Legislative Development in Africa: Politics and Postcolonial Legacies by Ken Ochieng’ Opalo is a timely book for those wanting to know more about the overlooked world of African formal institutions. This book contributes to an understanding of why institutions—legislatures, in this case—matter and how they work in Africa, showing the variations in their development across time and space. The book is structured around two research questions: “What explains both cross-sectional and longitudinal variation in legislative strength under autocracy? And, under what conditions do democratic institutions emerge from their autocratic foundations?” (xi). The methodology is clearly explained across the book’s chapters, each of which employ different and complementary techniques and data analysis. The book employs a cross-national analysis and comparative research design using the cases of Kenya and Zambia, countries in which the author did fieldwork and collected data between 1964 and 2014.

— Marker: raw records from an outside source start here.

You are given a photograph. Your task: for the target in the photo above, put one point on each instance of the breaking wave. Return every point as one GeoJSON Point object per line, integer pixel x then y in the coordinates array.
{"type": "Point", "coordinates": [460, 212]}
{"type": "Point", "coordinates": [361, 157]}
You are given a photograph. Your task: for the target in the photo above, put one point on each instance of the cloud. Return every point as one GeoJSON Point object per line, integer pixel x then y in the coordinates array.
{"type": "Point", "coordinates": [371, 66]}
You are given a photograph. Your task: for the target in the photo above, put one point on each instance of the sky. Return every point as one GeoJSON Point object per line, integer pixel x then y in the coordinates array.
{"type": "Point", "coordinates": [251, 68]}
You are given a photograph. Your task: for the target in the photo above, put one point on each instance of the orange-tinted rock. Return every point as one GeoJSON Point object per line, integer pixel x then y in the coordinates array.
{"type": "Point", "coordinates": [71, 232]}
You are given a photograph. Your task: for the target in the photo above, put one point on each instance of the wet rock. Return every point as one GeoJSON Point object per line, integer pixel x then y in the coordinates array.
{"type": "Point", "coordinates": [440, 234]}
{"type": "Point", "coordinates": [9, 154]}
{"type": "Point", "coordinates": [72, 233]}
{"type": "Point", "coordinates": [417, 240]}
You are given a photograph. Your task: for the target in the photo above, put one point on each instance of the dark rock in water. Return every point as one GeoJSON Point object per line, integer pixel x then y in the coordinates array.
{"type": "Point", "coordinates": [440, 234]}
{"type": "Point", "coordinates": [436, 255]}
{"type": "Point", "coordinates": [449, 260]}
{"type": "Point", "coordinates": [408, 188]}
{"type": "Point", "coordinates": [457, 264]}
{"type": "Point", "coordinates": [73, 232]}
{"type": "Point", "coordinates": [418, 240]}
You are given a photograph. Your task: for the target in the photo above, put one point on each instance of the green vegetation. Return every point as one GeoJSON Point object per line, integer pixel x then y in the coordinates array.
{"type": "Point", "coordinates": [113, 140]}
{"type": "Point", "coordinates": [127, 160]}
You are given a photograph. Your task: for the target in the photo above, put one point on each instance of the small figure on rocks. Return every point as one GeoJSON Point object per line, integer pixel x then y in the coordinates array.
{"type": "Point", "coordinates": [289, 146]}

The volume is divided into six main chapters (plus an Introduction and a Conclusion). It begins with a cross-national analysis of the colonial (Chapter Two, Legislative Development in Africa) and the autocratic (Chapter Three, Intra-Elite Politics and Credible Commitment) foundations of contemporary legislatures in Africa. It continues by analyzing, in detail, the Kenyan and Zambian parliaments. Political developments under colonial rule have had a lasting impact on institutional development in these two countries. They share similar colonial origins but had a divergent political development due to the differences in their inherited administrative states, including the role of African elites before independence and the composition and independence of political parties in relation to the presidents (Chapter Four, Colonial Origins of Parliaments in Kenya and Zambia). Chapter Five (Elite Control and Legislative Development) explains why Kenyan legislators “enjoyed higher levels of means independence” (134). Opalo shows how chief executives maintain their power and balance the power of the elites, presenting specific strategies of elite control employed by Kenyan and Zambian presidents. Autocratic presidents vary in the way they control the power of the elites and tolerate legislative independence. In this sense, the authoritarian regimes that followed Kenya’s and Zambia’s independence influenced the processes of legislative organizational development and their variations (Chapter Six, Legislative Institutionalization in Time). The two countries have organized regular legislative elections, which are considered “fairly competitive” (210), and these elections have served to incorporate or exclude the elites and to act as a barometer of the regime’s performance. Under autocracy, elections can thus have relevant political functions and impact legislative independence and strength (Chapter Seven, Electoral Politics and Legislative Independence).
Throughout the book, we learn how authoritarian or hybrid regimes employ democratic institutions and why these institutions are relevant in an autocratic context. The work strongly contributes to the studies on the institutionalization of legislatures by presenting in detail their historical roots and their function over time. Autocratic regimes and leaders also reinvent themselves after and during critical junctures, as was the case with the transition to multipartyism in the 1990s. Opalo advances theoretical knowledge on the specificities of African legislatures that emerged from colonial and autocratic foundations. Considering the colonial origins of contemporary legislatures, institutions were adopted and interacted with intra-elite politics in the postcolony. The differences between colonial powers and the various experiences within the legislatures deserve further research beyond former British and French colonies, as presented in this book, by analyzing what the author considers as the “persistent contemporary effects of the colonial experience with legislatures” (130) in Portuguese and Spanish-speaking countries.
Regarding the autocratic foundations of legislatures, the book offers a detailed analysis of the mechanisms that structure the development of legislatures, highlighting the credible commitment of postcolonial elites. Chief executives need to relate to legislatures, and Opalo shows how autocrats act to balance the power of the elites within existing institutions. In sum, autocrats need institutions and need to concede power to legislators while continuing to use co-optation and repression as mechanisms of survival.
Legislative Development in Africa is relevant for those interested in autocratic politics and in different profiles of authoritarian leaders; it demonstrates that secure autocrats and strong legislatures are correlated. The “pendular movements of autocrats” (81) in their rule and the extent to which legislatures are institutionalized are invitations to think about different types of autocrats, from the more secure to the less secure. Apart from its contributions to the study of comparative politics of elites and institutions, the book also contributes to studies of authoritarianism and autocratic leadership, showing that there is room for more detailed studies on the lawmaking process within authoritarian legislatures.